Chilean politician (1826–1894)

Emilio Sotomayor Baeza (1826-1894) was a Chilean general and politician who was the Commander-in-Chief of the Chilean Army from January 4, 1884 to August 22, 1888 as well as a prominent military commander during the War of the Pacific.

==Biography==
Emilio was the son of farmer Justo Sotomayor y Elzo and Clara Baeza y Ojeda. He was the seventh of 12 sons, among whom Rafael Sotomayor Baeza was one of them. He married Rosa Leighton Frederick.

After entering the Chilean Army in 1845 and in 1846 he was already an officer in the National Guard. On August 17, 1847, before his 22nd birthday, he held the position of Alférez de Artillería.
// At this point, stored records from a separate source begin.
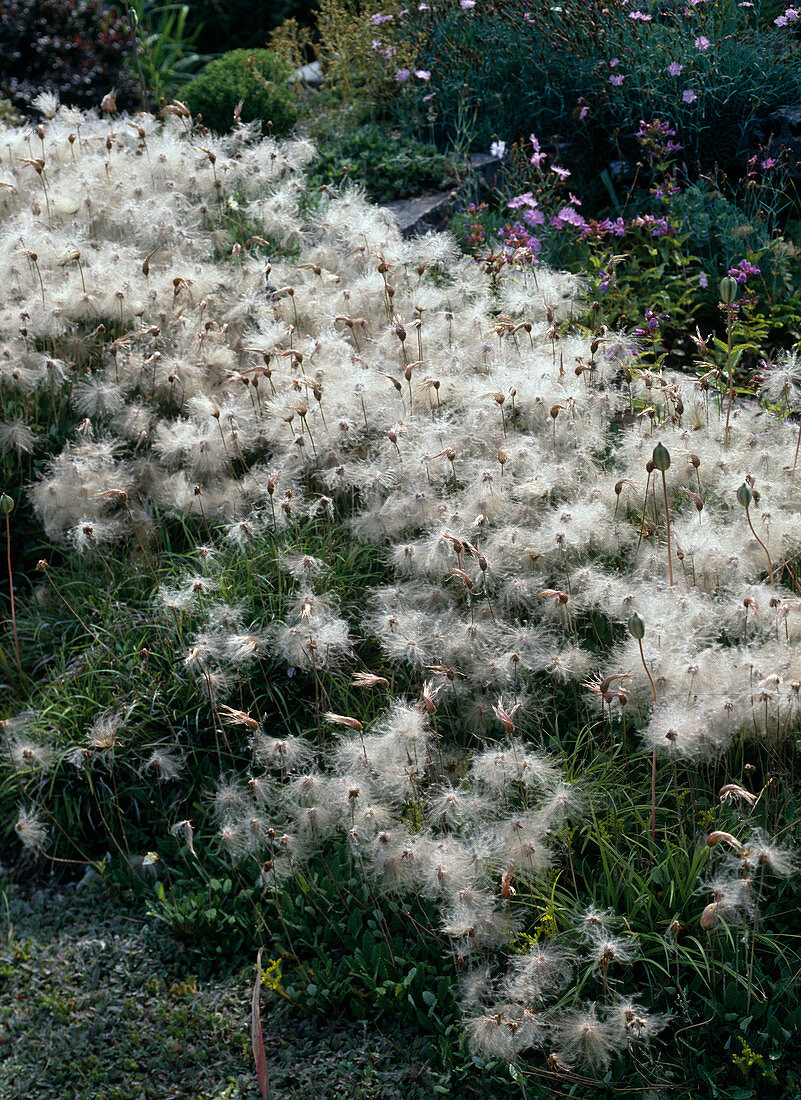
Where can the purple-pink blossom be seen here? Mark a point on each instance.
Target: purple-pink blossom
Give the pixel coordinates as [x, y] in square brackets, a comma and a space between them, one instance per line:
[568, 216]
[539, 157]
[743, 271]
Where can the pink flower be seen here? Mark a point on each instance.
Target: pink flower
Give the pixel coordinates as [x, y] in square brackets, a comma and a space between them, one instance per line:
[539, 157]
[525, 199]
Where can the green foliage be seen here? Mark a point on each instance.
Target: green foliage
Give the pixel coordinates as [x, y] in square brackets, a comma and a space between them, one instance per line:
[166, 57]
[501, 70]
[387, 164]
[258, 77]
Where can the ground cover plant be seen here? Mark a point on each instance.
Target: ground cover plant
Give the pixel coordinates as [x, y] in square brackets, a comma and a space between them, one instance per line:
[370, 608]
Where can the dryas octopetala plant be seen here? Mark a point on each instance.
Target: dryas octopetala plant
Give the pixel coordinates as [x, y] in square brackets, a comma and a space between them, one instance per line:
[525, 480]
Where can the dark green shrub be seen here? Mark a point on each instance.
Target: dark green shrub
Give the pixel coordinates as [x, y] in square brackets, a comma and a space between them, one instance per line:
[388, 165]
[255, 76]
[589, 72]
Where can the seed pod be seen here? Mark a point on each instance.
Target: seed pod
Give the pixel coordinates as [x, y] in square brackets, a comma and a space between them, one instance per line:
[636, 627]
[661, 458]
[709, 916]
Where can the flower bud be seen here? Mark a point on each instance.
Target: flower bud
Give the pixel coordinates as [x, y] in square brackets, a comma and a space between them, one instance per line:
[728, 289]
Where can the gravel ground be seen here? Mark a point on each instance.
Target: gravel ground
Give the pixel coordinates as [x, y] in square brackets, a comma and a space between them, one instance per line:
[97, 1003]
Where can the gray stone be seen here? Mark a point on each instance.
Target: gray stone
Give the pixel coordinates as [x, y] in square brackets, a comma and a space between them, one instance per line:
[421, 213]
[426, 212]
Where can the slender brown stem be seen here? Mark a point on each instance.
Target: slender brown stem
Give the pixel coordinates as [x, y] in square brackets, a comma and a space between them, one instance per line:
[770, 564]
[654, 760]
[731, 374]
[11, 590]
[667, 516]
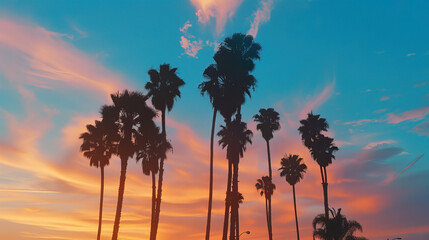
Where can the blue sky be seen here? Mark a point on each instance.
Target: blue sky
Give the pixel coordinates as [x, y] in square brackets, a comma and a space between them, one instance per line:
[363, 66]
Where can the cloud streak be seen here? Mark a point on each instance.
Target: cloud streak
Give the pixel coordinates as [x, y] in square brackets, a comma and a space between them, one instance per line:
[261, 16]
[221, 10]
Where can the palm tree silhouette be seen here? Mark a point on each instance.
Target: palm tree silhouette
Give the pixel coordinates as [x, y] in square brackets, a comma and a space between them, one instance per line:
[129, 118]
[321, 147]
[150, 150]
[336, 228]
[213, 87]
[98, 148]
[268, 122]
[163, 88]
[234, 61]
[266, 188]
[234, 135]
[293, 170]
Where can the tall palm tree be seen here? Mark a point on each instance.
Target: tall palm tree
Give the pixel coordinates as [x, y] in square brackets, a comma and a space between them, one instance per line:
[213, 88]
[129, 118]
[336, 228]
[98, 148]
[234, 136]
[321, 147]
[234, 61]
[163, 88]
[266, 188]
[150, 150]
[293, 169]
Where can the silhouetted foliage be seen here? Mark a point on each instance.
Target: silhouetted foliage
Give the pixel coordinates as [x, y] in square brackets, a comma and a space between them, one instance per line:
[336, 228]
[321, 148]
[163, 89]
[129, 118]
[98, 147]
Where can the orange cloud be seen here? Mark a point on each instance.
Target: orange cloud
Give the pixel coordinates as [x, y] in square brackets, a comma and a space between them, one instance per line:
[32, 55]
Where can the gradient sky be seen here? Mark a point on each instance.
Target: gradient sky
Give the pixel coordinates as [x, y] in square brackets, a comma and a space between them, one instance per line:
[363, 66]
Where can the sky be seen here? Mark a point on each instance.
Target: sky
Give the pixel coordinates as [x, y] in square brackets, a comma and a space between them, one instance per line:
[362, 65]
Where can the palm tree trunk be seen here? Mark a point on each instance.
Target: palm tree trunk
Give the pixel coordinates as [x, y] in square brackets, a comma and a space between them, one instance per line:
[271, 223]
[296, 215]
[100, 213]
[209, 211]
[267, 214]
[271, 178]
[152, 222]
[234, 200]
[269, 160]
[237, 225]
[325, 194]
[227, 202]
[161, 175]
[124, 162]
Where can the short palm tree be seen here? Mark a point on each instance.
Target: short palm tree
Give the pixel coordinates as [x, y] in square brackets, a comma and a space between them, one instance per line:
[266, 188]
[336, 228]
[98, 148]
[151, 149]
[293, 169]
[163, 88]
[234, 136]
[321, 147]
[129, 118]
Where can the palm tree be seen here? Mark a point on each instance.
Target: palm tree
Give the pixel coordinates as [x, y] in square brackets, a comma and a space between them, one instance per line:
[321, 147]
[293, 170]
[234, 136]
[234, 62]
[266, 188]
[163, 87]
[129, 118]
[150, 150]
[213, 89]
[98, 148]
[268, 122]
[336, 228]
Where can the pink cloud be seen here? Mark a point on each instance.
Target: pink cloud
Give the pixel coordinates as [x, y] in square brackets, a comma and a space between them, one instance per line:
[377, 144]
[221, 10]
[185, 27]
[32, 55]
[361, 122]
[262, 15]
[414, 115]
[384, 98]
[320, 99]
[191, 47]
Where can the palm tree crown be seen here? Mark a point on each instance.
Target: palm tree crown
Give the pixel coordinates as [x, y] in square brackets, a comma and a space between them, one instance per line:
[265, 186]
[128, 117]
[97, 146]
[164, 86]
[292, 168]
[268, 122]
Although he did not graduate as a student at the Libertador Bernardo O'Higgins Military Academy, his culture and illustration allowed him to get promotions in his career.

Three years after joining the Army, he was already a lieutenant . With that degree he faced the pipiola revolution in 1851, when Manuel Francisco Montt Torres arrived at the government. Under the command of General Juan Vidaurre-Leal he went to Coquimbo and fought in Petorca and besieged La Serena where he got wounded in the latter which got him promoted to Captain.

He participated in the Chilean Revolution of 1851 against the liberals in the battles of Petorca and in the siege of La Serena. Eight years later he fought in the Battle of Cerro Grande.

In 1857 he requested retirement from service, but a year later he was appointed commander of the Municipal Guard of Valparaíso, for which he had to request his reincorporation into active service, and was promoted in May of that same year to the rank of major. Under the orders of Vidaurre-Leal, he fought in the battle of Los Loros in 1859 and later in Cerro Grande, against the improvised army of Pedro León Gallo Goyenechea. The same year 1859 he was promoted to lieutenant colonel and in charge of the artillery of Valparaíso. Along with 25 soldiers, he put down a mutiny that killed Vidaurre-Leal who was the mayor of Valparaíso.

In 1865, during the Chincha Islands War, he was appointed intendant of Chiloé. He then fortified the Bay of Ancud with heavy caliber artillery, the Spanish ships did not attack the archipelago in 1866.

In 1869 he was appointed head of the Maestranza de Limache and in 1867, he was appointed honorary president of the Africa Institute based in Paris, France.

He was then made the director of the Escuela Militar del Libertador Bernardo O'Higgins. He was also a founding partner of the Second Fire Company Bomba A. Edwards R. in Valdivia.

He served as proprietary deputy for Castro, Chile from 1870 to 1873, and was a member of the Permanent War and Navy Commission.

In 1872 he traveled to Europe as head of the Military Commission in order to buy weapons, at which time he also took the opportunity to study and perfect himself. The result of the trip was the purchase of 12,000 Comblain II rifles that were the regular weapon of the army during the War of the Pacific .

In 1879 he was sent to occupy the town of Antofagasta during the War of the Pacific. In 1880, he was promoted to Brigadier General and delegated inspector of the Army in operations against Peru and Bolivia. He also participated in the Occupation of Lima, when Chilean troops triumphantly entered the Peruvian capital on January 17, 1881 and served as the first political chief during the occupation. On February 28, he agreed to the position of general in chief due to the absence of General Manuel Baquedano.

In 1856 he entered the Grand Lodge of Chile, where from 1870 he held the position of Venerable Master of the Lodge "Duty and Constancy" No. 7.

He directed the Escuela Militar del Libertador Bernardo O'Higgins in 1868, 1878 and 1880 but in 1888. After more than 40 years of service, he definitively retired from the Army. He died at his home in Santiago on March 17, 1894, as a victim of a strange disease and was buried at the Santiago General Cemetery.